The New Crypto-hack: Image Steganography
Digital images can contain hidden information—executable programs called malware—and this means that hackers can use those cute kitten images to access your connected devices. When that happens, the gates to your kingdom—virtual, digital and actual—will be flung open to all stripe of criminal and con artist looking to cash your tax refund check, drain your available credit, steal your healthcare, commit crimes in your name—indeed, the depredations are as limitless as the number of intelligent louts there are “out there.”
So let’s talk about this new danger, which falls under a category we might call crypto-hacks—but not of the blockchain (Bitcoin) variety.
Assuming you don’t live in the same neighborhood as Spongebob, and you go online from time to time, you’ve probably also noticed a tiny image of whatever site you’re visiting that displays in the tab or next to the URL window in your browser. (It’s called a favicon.)
Now ponder this if you will: Favicons download automatically. Extra points if you’ve already guessed what I’m going to say next: Those automatically downloaded 16 x 16-pixel images can be weaponized by hackers—specifically, they can be programmed to download malware onto your computer. They can even update that malware after an initial attack is successful.

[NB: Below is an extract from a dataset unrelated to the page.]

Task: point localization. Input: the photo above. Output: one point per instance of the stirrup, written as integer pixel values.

Steganography is the art and science of hiding information. It is an old form of encryption that has found a new purpose in the hacker community. If it seems like Greek to you, that’s because it is: the translation of steganography from Greek is roughly, “secret writing.” It refers to any process that hides a message in an object in such a way that an observer will not see it.
You may have seen older versions of this kind of cryptography—the methods date back 2,500 years—including spy film favorites like the Cardan grille, where a sheet of paper, cloth or a board with holes cut into it is placed over a page of text to reveal the “hidden” message.
If you practice tight security in your digital life, you may use PGP encryption when sending email—this too is a form of steganography. The art, craft and technology of hiding messages is nothing new, but the way it is being implemented specifically with digital images is, and it could get you “got.”
With image steganography, the attack methods are numerous and increasing. In addition to the favicon exploit, there are attacks via banner, there are two-punch assaults delivered first via phishing emails that carry only the capacity to unload the second punch in the form of malware hidden in an image, and there are doubtless exploits that have not yet been discovered by the good guys.
How to Stay Safe
The common wisdom about clicking on attachments and the like is that you have to click on them to run into any trouble. Malware is everywhere these days, and if you allow curiosity to put you on the wrong side of a hacker’s ploy, the consequences can be dire.
There is a special kind of terror associated with a hack that executes automatically, such as the favicon approach discussed here.
As ever, though, the way to stay safe is stay vigilant, and to stick to the known destinations. Whenever possible, avoid sketchy sites and travel on well-maintained digital roads. The key to it all: You are your best shot at staying safe.